La chambre de réduction (schéma 2) est de forme cylindrique (diam. moy. 2,45 m et haut. 4,50 m) et placée au centre de l’édifice en arrière à 2 m de distance de la façade.
Au sommet de la rupture de pente, à mi-hauteur de la chambre de réduction ont été placés les deux accès latéraux en entonnoir (schéma 3) au fond desquelles sont disposées les portes de déchargement de la chaux. Derrière la chambre de combustion, en opposition à la façade du four, un talus de terre sert de dispositif de contention et de rampe d’accès à la plateforme sommitale par laquelle s’effectuait le chargement du calcaire à réduire.
Le four – façade, murs latéraux, chambre de combustion – a été majoritairement parementé en assises réglées, sans régularité (opus incertum), de moellons en calcaire montés en panneresse et liés au mortier de chaux. Dans le détail, on s’aperçoit que la qualité et la taille des moellons varient tous les 8 à 10 assises, indiquant un approvisionnement et un remploi de matériaux issus sans doute de plusieurs édifices démantelés (photo 8). Les angles sont en revanche chainés en bel appareil calcaire (photo 9).
La voute de l’entrée en façade est réalisée en plein cintre et met en œuvre des voussoirs composites, intégrant différentes tailles de moellons (photo 10). A l’intérieur du tunnel, l’intrados de la voute en berceau a conservé, dans le mortier coulé, les empreintes des planches de coffrage qui ont servi à sa construction. Si la majeure partie du mur de fond est construite en moellons calcaire, l’encadrement de la trappe est lui réalisé en briques réfractaires.
Au niveau des deux accès latéraux, des monolithes de calcaire sont utilisés en linteaux au-dessus des portes de déchargement (photo 11). L’encadrement des deux portes a été réalisé avec des bandages métalliques de roues de chariots formant des arceaux en plein cintre (photo 12).

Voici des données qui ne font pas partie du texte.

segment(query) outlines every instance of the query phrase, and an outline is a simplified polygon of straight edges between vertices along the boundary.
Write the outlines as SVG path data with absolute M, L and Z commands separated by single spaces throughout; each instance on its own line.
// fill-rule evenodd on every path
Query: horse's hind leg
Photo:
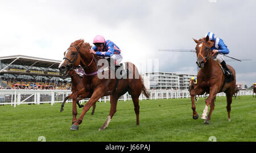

De grandes dalles devaient également servir de couverture en s’engageant de quelques centimètres dans les murs latéraux et en reposant sur une assise de réglage en moellons calcaire. Ces dalles servaient également à supporter le remblai de terre formant la plateforme de chargement. Les piédroits de ces deux accès conservent la trace des linteaux en monolithe de calcaire engagés dans la maçonnerie, et récupérés après l’abandon du four.
La sole a conservée sa grille métallique qui a été fabriquée avec des tronçons de rails de chemin de fer et des bandages de roues de chariot recyclés (photo 13). Celle-ci supportait un lit de moellons en calcaire grossiers, recouverts d’une épaisse couche d’argile cuite (rubéfiée) par les chauffes successives (photo 14).
A son affleurement au niveau du sol de la plateforme de chargement, le sommet de la maçonnerie de la chambre de combustion est coiffé par un solin en plaque de schiste.